The state’s law has an exemption for “[r]ecords pertaining to internal personnel practices; confidential, commercial, or financial information; test questions, scoring keys, and other examination data used to administer a licensing examination, examination for employment, or academic examinations; and personnel, medical, welfare, library user, videotape sale or rental, and other files whose disclosure would constitute invasion of privacy.”
UNH further exclaimed that they carried out a balancing test, as outlined by the New Hampshire Supreme Court, and found there was “objectively a privacy interest at stake that would be invaded by the disclosure,” “disclosure would not inform the public about the conduct and activities of the institution,” and “the public interest in disclosure is not greater than the institution’s interest in non-disclosure and the individual employee’s privacy interest in non-disclosure.”
Even being familiar broadly with the personnel records exemption and its application in several states, I find this response flabbergasting. By definition, the release of non-public-facing records informs the public about an institution’s activities and conduct.
There is, of course, an institutional interest in the nondisclosure of embarrassing, inappropriate, or potentially illegal conduct. Public records laws are a vital accountability tool because of this. They speak to a culture where openness is the default, and a particular interest in disclosure doesn’t need to be articulated because the availability of information about the institutions whose actions have influence and power over people is fundamentally recognized as good for civic society at large.
There are understandably some limits on this, particularly where victims and innocent bystanders are concerned, but they should not apply by default to cases where laws or codes of conduct at institutions funded by public dollars are concerned.
And while the idea of a balancing test seems like a good way to sort out the competing interests of different factions in an equitable and fair manner, how fair is it actually when the institution that could be damaged by the release of information about which it has superior knowledge not only gets to articulate the arguments in its own interest and the public’s but issue judgment on them?
Pennsylvania’s law goes further than New Hampshire, prohibiting the release of “written criticisms” of public employees, “[g]rievance material, including documents related to discrimination or sexual harassment,” and “[i]nformation regarding discipline, demotion or discharge contained in a personnel file.” The last does not apply a final action that results in an employee’s demotion or discharge.
It also has a separate exemption for records of noncriminal investigations, including if release would be an invasion of privacy.
Unlike New Hampshire and Connecticut, there’s not even the opportunity for a balancing test to be conducted. The law simply prohibits the release of many allegations of misconduct.
Connecticut also has a balancing test, established by the state supreme court and following a standard from common law tort cases, that specifies release of personnel records invades privacy only if a record does not relate to a legitimate public concern and if disclosure would be highly offensive to a reasonable person.
It’s pretty clear that sexual misconduct by faculty and public universities’ handling of it is in the public interest.

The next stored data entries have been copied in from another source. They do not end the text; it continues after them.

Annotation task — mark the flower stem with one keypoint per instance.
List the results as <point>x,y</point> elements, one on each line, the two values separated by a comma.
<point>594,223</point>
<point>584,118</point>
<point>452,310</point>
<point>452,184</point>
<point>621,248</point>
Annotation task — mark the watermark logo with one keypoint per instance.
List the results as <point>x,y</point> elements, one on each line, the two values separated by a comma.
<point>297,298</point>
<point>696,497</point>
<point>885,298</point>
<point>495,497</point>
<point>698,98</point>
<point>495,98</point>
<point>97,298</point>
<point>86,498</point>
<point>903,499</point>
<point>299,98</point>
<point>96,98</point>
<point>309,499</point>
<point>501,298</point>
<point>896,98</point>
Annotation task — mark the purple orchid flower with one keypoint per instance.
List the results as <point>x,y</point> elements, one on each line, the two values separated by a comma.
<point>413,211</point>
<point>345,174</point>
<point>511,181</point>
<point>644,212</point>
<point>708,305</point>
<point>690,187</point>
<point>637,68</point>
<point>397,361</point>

Even with the state’s more limited definition of an invasion of personal privacy, records about misconduct are still incredibly difficult to obtain. There are other exemptions that limit the release of information, including those that protect collective bargaining processes and those that protect students. Plus, of course, the lack of a real-time limit on how long agencies have to respond makes it more difficult for stories of misconduct to come to light. When this happens, it not only means journalists have to rely on witnesses or victims coming forward, it also increases the risk of offenses being repeated while we wait for information to come out.